Serum MGMT expression and CPTAC notably overlapped with respect to CTSA (upregulated in glioma and associated with immune infiltration) [
50], MTFHD1 (one-carbon metabolism association in GBM) [
51], and CD320 (implicated in a cobalmin-mediated metabolism) [
52]. The shared features are linked in STRING (
Figure 3) with MGMT protein expression, in nodes that are connected to glucose, folate, and a one-carbon metabolism, as well as stress response, radio, and chemoresistance in GBM [
53]. MGMT protein expression, however, only emerged as a shared feature between CPTAC and our previous study through examining features associated with CRT in the local dataset [
2]. This may reflect the inconsistent or low capture of MGMT protein expression levels in serum. While mean MGMT protein expression was higher in unmethylated patients vs. methylated patients, overall MGMT expression levels carried significant overlap between MGMT methylated and unmethylated patients in both the local dataset and in CPTAC (
Figure 4), which was similar to previously reported trends in the literature [
20]. This study, however, is encouraging, since MGMT protein expression in serum can be linked to MGMT protein expression in tissue via mechanistic connections wherein each method of measurement (MGMT promoter status, MGMT protein expression) more optimally captures a specific mechanistic aspect vs. another. This study also importantly illustrated that features associated with the administration of CRT for GBM are also associated with MGMT status. This can potentially extend our understanding of how MGMT promoter methylation may be exerting wide-ranging effects to result in improved outcomes in patients with MGMT methylated disease. Large-scale proteomic panels are actively evolving to include larger repertoires of proteins; thus, as datasets grow and validation of findings improves, ranges can be generated for various GBM clinical feature sets, and markers displayed in
Figure 2B can be potentially employed to predict MGMT status. Currently, MGMT status is determined based on tissue sample obtained at the time of surgical resection, the analysis of which can be cost prohibitive and delay results which are often not available at the time of initial consult (2–3 weeks post resection). Serum markers can be measured with results returned within hours, as is currently the case with markers such as CRP, which is one of the markers identified in the current analysis.

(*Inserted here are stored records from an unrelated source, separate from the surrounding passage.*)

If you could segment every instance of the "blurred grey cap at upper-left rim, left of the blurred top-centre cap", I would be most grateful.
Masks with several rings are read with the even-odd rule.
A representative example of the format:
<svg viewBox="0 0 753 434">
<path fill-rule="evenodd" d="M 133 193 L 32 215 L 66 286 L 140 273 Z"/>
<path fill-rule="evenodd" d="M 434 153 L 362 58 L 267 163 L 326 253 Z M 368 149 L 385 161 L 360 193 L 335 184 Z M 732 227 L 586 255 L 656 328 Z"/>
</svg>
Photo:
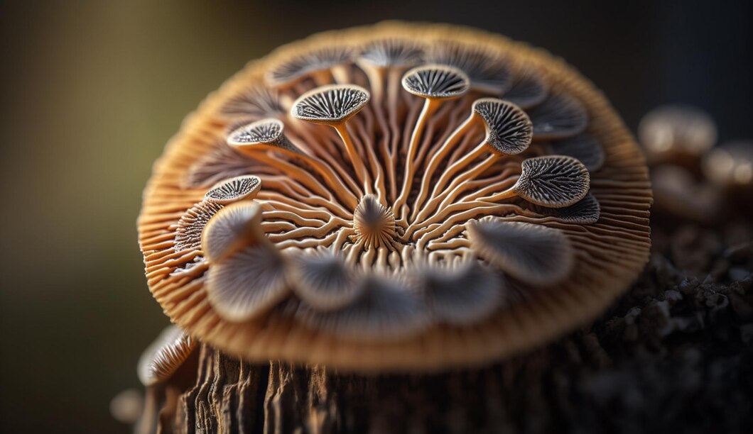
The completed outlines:
<svg viewBox="0 0 753 434">
<path fill-rule="evenodd" d="M 318 84 L 324 84 L 329 70 L 352 61 L 352 47 L 345 44 L 330 44 L 317 50 L 293 56 L 274 66 L 265 75 L 267 84 L 273 87 L 287 87 L 306 76 L 313 76 Z"/>
</svg>

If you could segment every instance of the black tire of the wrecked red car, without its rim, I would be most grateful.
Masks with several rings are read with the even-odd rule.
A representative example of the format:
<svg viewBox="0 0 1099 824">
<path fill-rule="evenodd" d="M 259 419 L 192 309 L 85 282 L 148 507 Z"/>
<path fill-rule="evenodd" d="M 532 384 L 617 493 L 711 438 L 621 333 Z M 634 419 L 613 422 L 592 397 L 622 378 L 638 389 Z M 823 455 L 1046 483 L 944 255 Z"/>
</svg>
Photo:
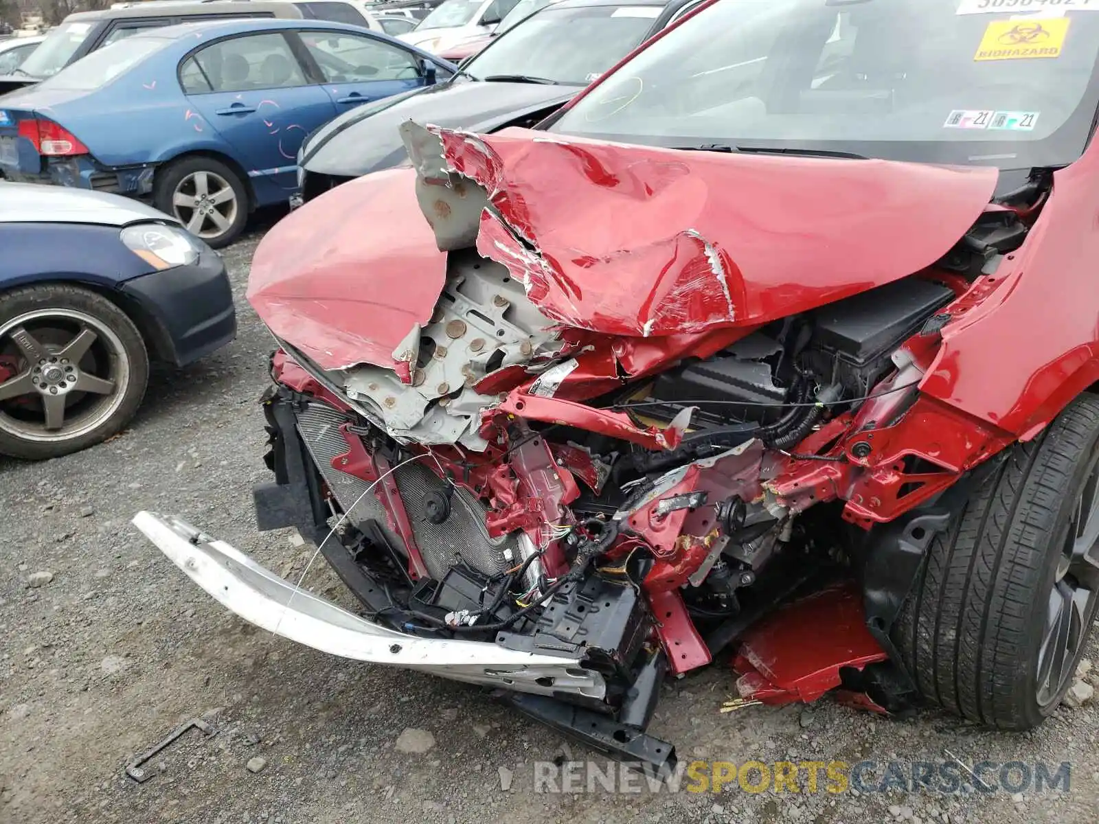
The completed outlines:
<svg viewBox="0 0 1099 824">
<path fill-rule="evenodd" d="M 1013 446 L 975 490 L 953 531 L 932 542 L 892 630 L 926 700 L 1007 731 L 1037 726 L 1061 703 L 1099 598 L 1090 595 L 1081 611 L 1083 638 L 1066 665 L 1067 679 L 1059 688 L 1051 683 L 1041 701 L 1039 658 L 1050 593 L 1064 575 L 1063 547 L 1097 461 L 1099 397 L 1085 394 L 1039 437 Z M 1094 593 L 1099 581 L 1092 572 L 1079 569 Z"/>
</svg>

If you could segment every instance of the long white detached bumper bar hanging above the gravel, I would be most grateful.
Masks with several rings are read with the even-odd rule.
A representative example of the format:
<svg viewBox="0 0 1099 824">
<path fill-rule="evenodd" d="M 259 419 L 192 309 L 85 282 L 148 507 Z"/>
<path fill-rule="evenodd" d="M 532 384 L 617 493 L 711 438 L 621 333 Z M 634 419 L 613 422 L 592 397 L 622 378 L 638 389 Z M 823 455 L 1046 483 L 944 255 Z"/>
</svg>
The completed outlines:
<svg viewBox="0 0 1099 824">
<path fill-rule="evenodd" d="M 323 653 L 518 692 L 597 700 L 606 695 L 602 676 L 584 668 L 577 658 L 406 635 L 297 589 L 182 521 L 138 512 L 133 524 L 223 606 L 248 623 Z"/>
</svg>

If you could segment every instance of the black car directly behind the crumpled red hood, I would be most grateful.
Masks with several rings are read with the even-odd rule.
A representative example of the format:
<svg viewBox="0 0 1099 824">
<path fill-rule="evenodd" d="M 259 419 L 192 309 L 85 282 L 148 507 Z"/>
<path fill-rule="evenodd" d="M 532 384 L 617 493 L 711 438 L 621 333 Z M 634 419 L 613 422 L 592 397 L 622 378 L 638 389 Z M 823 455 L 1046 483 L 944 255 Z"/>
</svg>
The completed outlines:
<svg viewBox="0 0 1099 824">
<path fill-rule="evenodd" d="M 408 120 L 479 133 L 539 123 L 700 2 L 565 0 L 541 9 L 446 82 L 359 107 L 314 132 L 298 159 L 300 202 L 403 163 L 397 130 Z"/>
</svg>

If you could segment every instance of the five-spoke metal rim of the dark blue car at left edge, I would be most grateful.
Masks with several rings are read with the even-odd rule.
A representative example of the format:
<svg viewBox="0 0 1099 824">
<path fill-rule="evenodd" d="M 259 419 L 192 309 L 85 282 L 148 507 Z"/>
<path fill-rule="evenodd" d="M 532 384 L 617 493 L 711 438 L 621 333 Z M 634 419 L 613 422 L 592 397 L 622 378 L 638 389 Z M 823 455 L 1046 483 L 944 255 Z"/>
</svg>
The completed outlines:
<svg viewBox="0 0 1099 824">
<path fill-rule="evenodd" d="M 125 347 L 98 318 L 42 309 L 0 326 L 0 432 L 38 443 L 80 437 L 119 410 L 129 386 Z"/>
</svg>

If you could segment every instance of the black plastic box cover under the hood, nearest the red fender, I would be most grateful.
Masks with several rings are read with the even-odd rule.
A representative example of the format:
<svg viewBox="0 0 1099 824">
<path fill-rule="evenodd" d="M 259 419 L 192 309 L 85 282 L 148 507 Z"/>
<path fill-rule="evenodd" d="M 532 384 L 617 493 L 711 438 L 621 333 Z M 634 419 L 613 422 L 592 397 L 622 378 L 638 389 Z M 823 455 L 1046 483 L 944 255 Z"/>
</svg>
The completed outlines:
<svg viewBox="0 0 1099 824">
<path fill-rule="evenodd" d="M 940 283 L 897 280 L 815 310 L 813 343 L 864 366 L 897 348 L 953 299 L 954 291 Z"/>
</svg>

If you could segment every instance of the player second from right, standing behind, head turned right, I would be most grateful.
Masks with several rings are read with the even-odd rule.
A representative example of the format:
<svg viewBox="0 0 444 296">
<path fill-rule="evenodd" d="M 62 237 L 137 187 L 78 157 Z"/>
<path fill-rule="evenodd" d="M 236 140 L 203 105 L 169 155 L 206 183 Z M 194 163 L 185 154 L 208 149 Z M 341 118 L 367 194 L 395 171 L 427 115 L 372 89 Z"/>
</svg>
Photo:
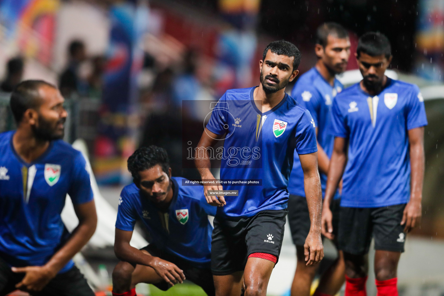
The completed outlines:
<svg viewBox="0 0 444 296">
<path fill-rule="evenodd" d="M 345 71 L 350 56 L 350 40 L 348 32 L 340 24 L 325 23 L 316 31 L 315 53 L 316 65 L 297 80 L 291 96 L 297 103 L 307 108 L 316 125 L 317 155 L 321 175 L 322 194 L 325 194 L 327 172 L 330 156 L 333 151 L 334 137 L 327 130 L 327 122 L 331 116 L 331 106 L 335 96 L 342 91 L 342 84 L 335 75 Z M 310 218 L 305 198 L 304 173 L 299 162 L 299 154 L 294 153 L 293 170 L 290 174 L 288 191 L 288 221 L 293 243 L 296 245 L 297 265 L 294 273 L 291 295 L 309 296 L 311 283 L 318 266 L 305 264 L 304 244 L 310 230 Z M 333 211 L 339 210 L 340 195 L 336 194 L 332 202 Z M 333 224 L 337 229 L 338 217 L 334 216 Z M 336 245 L 336 233 L 329 233 Z M 315 296 L 336 295 L 344 284 L 344 260 L 342 252 L 324 272 L 319 280 Z"/>
</svg>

For treatment, monitoring panels can be finetuned further to home in on patterns that reflect the likelihood of response or treatment failure, rendering the patient a candidate for clinical trial management. For example, serum markers that phenotypically reflect tumor behavior that mirrors the unmethylated patients in
Figure 1 could be considered more optimal candidates for treatment with agents other than TMZ [
15,
54]. Limitations of this study include the large period over which patients were diagnosed and treated, and the difficulty in comparing protein signal originating in serum to protein signal measured in tissue. MGMT status was established through different methods in this study vs. in CPTAC data [
20]. Future directions of our research include the validation and clinical translation of serum biomarkers into clinical trials. Validation is subject to comparative analyses with serum and plasma proteomic datasets, several of which are currently evolving [
34]. Clinical translations are contingent on the implementation of serum markers in GBM trials. While over 30 trials are ongoing that aim to leverage biomarkers for the diagnosis or management of GBM [
55], most involve tissue as the biospecimen of origin. A shift to liquid biopsies is needed; however, a template for the real-time measurement of novel serum markers needs to be established for analysis to occur in the clinic to direct management in real-time, and this is the subject of future directions.